Há, porém, um outro motivo para a aceleração do processo: o
fundo de resolução comprometeu-se a desencadear, até agosto de 2016, todas as
medidas para sair do Novo Banco, tendo, nesse momento, de fazer prova das
diligências feitas nesse sentido. Tal não quer dizer que tenha mesmo de
realizar a venda, até porque o prazo final só caduca um ano depois, em agosto
de 2017, mas, a partir deste verão, o dossiê será analisado todos os três
meses, estando prevista a aplicação de medidas de remediação. Entre estas,
sobressai a obrigação de o banco vender sobretudo ativos internacionais que
ainda detém – caso da operação em Espanha, hoje uma das poucas que não se
encontra à procura de comprador –, se as negociações falharem novamente.
É sabido que piorou, no início deste ano, o ambiente de
negócios, o que pode afetar o valor da transação. Contudo, a limpeza do balanço
do Novo Banco e a criação do side bank,
já mencionados, ajudarão a clarificar a situação do banco, tornando-se mais
acessível aos investidores a compreensão de quanto deverão gastar para
desinvestir no pacote de ativos do side
bank. Recorde-se que nele foram colocados 17 mil milhões de ativos a
vender, dos quais 11 mil milhões até 2020 – imobiliário resultante de dações em
pagamento, a seguradora GNB Vida, a
participação na Ascendi e as
operações internacionais do Novo Banco, menos a de Espanha.

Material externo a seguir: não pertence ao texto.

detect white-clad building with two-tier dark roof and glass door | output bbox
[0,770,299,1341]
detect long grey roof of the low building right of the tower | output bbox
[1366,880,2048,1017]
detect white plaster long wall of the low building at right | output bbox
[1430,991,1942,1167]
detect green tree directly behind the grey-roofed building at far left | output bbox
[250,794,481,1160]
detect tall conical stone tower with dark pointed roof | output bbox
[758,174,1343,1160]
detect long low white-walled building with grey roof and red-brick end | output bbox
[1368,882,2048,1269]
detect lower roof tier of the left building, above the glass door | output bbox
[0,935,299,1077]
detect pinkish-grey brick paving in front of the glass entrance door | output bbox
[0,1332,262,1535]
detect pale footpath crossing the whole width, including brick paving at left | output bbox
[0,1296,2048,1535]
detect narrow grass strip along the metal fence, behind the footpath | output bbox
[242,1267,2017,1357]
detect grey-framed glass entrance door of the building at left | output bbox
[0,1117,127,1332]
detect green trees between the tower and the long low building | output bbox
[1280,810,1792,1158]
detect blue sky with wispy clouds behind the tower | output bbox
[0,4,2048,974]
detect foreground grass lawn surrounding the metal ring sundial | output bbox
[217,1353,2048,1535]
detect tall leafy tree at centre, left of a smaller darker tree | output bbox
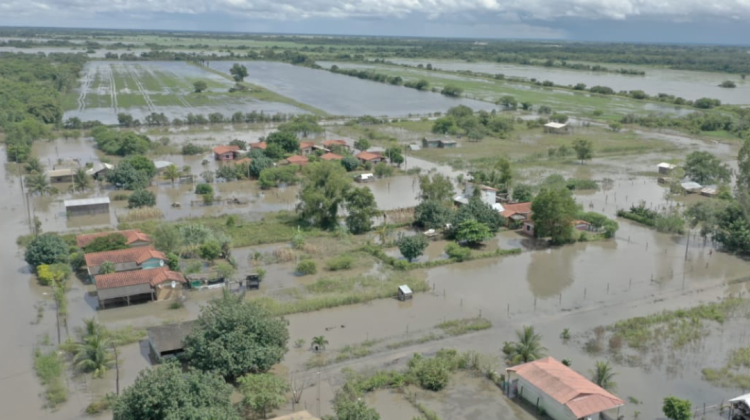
[297,161,351,229]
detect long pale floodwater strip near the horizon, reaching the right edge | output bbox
[388,58,750,104]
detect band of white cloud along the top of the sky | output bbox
[0,0,750,24]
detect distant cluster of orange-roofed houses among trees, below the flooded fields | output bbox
[212,140,388,166]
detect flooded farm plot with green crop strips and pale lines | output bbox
[63,61,303,124]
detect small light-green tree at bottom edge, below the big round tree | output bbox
[238,373,289,419]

Será de todas as contas a fazer, incluindo estas e as inerentes
às litigâncias, que sairá o preço final a pagar pelo Novo Banco.
***
Só espero que, mais uma vez, a DGC e/ou o BCE não venham a escolher
cirurgicamente uma bela tarde de sexta-feira, seguida de um sábado e domingo de
agosto de 2017, para a imposição da resolução imediata do Novo Banco, com a
obrigação de venda imediata a um banco europeu (Porque não ibérico?) e a subsequente injeção de dinheiro público,
mandando às malvas as diligências do hábil Sérgio Monteiro e do dedicado Stock
da Cunha.
O povo da minha terra tem o seguinte tríplice adágio: Na primeira quem quer cai, na segunda cai quem quer e na terceira cai
quem é tolo. Ora, a história do Novo Banco, como a desenhei, constituiria a
terceira do adágio. Estarão os
governantes dispostos ao grito do Ipiranga de 2017 (à Brasil, no
primeiro quartel do século XIX) em relação
à DGC e ao BCE?
Para já, fiquemo-nos com as declarações do Presidente da República sobre a
matéria na sessão de apresentação de cumprimentos por parte do Governo, que
parecem resposta à crítica de Passos Coelho à recente atuação de “partilha de
funções de Estado”, no dizer de António Costa, “incluindo no que respeita à
estabilização do sistema financeiro”:
“É natural que o Governo, como aliás todos os governos
da União Europeia, nomeadamente da Zona Euro, estejam permanentemente atentos
àquilo que é a garantia da estabilidade do sistema financeiro, nomeadamente
quando essa liberdade envolve processos legislativos ou possa envolver”.